Contagion, Lawrence Wright (par Sylvie Ferrando)
Contagion, Lawrence Wright, octobre 2020, trad. anglais (USA) Laurent Barucq, 480 pages, 22 €
Edition: Le Cherche-MidiNe faut-il pas avoir une certaine dose de masochisme pour écrire – et pour lire – un volumineux roman que l’on peut qualifier de « page-turner », dont le thème est une pandémie virale mondiale qui a des répercussions sanitaires, politiques, économiques et bien évidemment familiales pour les personnages de l’intrigue ? Ou, plus sérieusement, se pose la problématique suivante : quel écart d’avec la réalité peut prendre une intrigue qui s’inspire, de toute évidence et par anticipation, d’une situation réelle que l’humanité est en train de vivre, tout en la portant jusqu’à un aboutissement qui ne sera sans doute pas celui que nous connaîtrons ? L’ouvrage est en effet publié en octobre 2020, alors que la planète ne connaissait encore ni la deuxième ni la troisième vague de la pandémie du SARS-CoV-2 et qu’aucun vaccin n’était encore mis sur le marché. La mimesis propre à toute œuvre de fiction est ici très pertinente à étudier.
En temps de pandémie, et alors que l’Occident affronte une troisème vague de recrudescence virale, au cours d’une deuxième année qui s’avère meurtrière bien que portée par l’espoir d’un vaccin, le lecteur suit ainsi, avec un intérêt mêlé d’appréhension, les péripéties de Henry Parsons, épidémiologiste de renom, et de ses collègues, pour comprendre puis remédier à la diffusion exponentielle d’un virus inconnu aux quatre coins de la Terre.

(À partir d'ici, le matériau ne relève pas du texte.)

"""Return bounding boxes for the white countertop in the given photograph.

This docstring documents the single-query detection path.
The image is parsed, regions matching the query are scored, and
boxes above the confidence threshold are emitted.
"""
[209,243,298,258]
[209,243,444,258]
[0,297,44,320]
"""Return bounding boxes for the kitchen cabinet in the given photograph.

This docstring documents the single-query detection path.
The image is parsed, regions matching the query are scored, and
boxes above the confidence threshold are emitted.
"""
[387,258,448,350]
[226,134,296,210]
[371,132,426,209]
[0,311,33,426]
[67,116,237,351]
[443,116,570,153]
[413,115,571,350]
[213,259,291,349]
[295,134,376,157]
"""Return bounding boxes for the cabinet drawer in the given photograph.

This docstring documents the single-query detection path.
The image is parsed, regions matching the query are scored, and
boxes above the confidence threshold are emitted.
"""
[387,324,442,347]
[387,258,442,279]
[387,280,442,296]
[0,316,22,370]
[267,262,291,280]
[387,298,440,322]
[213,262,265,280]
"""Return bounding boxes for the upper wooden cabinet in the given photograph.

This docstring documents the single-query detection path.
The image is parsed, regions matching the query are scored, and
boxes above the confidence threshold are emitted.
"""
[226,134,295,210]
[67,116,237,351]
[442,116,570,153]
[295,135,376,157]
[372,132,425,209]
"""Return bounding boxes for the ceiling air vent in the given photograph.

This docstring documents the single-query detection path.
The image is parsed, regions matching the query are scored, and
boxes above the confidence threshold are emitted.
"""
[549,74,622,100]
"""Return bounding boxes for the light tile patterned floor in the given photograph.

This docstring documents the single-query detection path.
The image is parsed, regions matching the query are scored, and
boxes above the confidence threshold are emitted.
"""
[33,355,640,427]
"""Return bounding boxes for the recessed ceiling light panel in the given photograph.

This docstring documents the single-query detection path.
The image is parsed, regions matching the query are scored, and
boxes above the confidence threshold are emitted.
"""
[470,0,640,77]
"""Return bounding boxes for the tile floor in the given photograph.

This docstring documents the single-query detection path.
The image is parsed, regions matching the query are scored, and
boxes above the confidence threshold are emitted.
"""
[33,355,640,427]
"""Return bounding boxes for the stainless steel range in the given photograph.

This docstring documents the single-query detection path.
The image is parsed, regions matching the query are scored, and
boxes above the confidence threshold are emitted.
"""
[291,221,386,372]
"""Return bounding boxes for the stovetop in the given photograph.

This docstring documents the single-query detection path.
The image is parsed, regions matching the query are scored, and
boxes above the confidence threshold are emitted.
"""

A partir de quel moment l’anticipation est-elle rattrapée par la réalité ? Quelle mimesis ? ou quelle mimesis inversée ? Si l’œuvre est censée mimer ou imaginer la réalité, là c’est la réalité qui rejoint le livre sur certains plans : le roman, jouant à la fois sur les clichés et les recherches documentaires propres au romanesque, trouve des réponses scientifiquement plausibles, voire dépasse l’état des recherches scientifiques actuelles, puisque l’intrigue trouve son dénouement, avant celui de notre espèce. On est bien ici dans un roman d’anticipation, un peu à la manière de ceux de Jules Verne, avec un « timing » plus restreint. On peut citer l’exemple des anticorps monoclonaux, qui, dans le roman, en sont encore au stade expérimental mais dont les deux cents doses doivent servir à protéger certains dirigeants politiques des Etats-Unis. A peu près au moment de la parution de l’ouvrage, le président Trump atteint du Covid-19 était remis sur pied plus rapidement grâce à ce traitement.
Tous les ingrédients du thriller géopolitique sont présents : les arcanes du pouvoir politique, les habitus de la religion musulmane, les actions militaires, les stratégies de l’OMS et celles des médecins virologues et épidémiologistes. On y trouve mentionnés et décrits différents peuples également, des USA à l’Arabie Saoudite, avec des personnages auxquels on s’intéresse de plus près, y compris des enfants. La problématique qui se dégage peu à peu du livre pourrait être la suivante : dans quelle mesure les Gardiens de la Terre, groupuscule malthusianiste, plus proche de la nature que des humains, auquel appartient l’ex-patron de Henry Parsons, vont-ils l’emporter, au détriment des vies humaines sauvées ?
Sylvie Ferrando
Rédacteur au New Yorker, Lawrence Wright est l’auteur d’une dizaine de livres de non-fiction, parmi lesquels : In the New World, Remembering Satan, La Guerre cachée (Prix Pulitzer), Devenir clair, Thirteen Days in September, The Terror Years et God Save Texas ; ainsi que d’un roman, God’s Favorite. Egalement dramaturge et scénariste, Wright habite à Austin (Texas).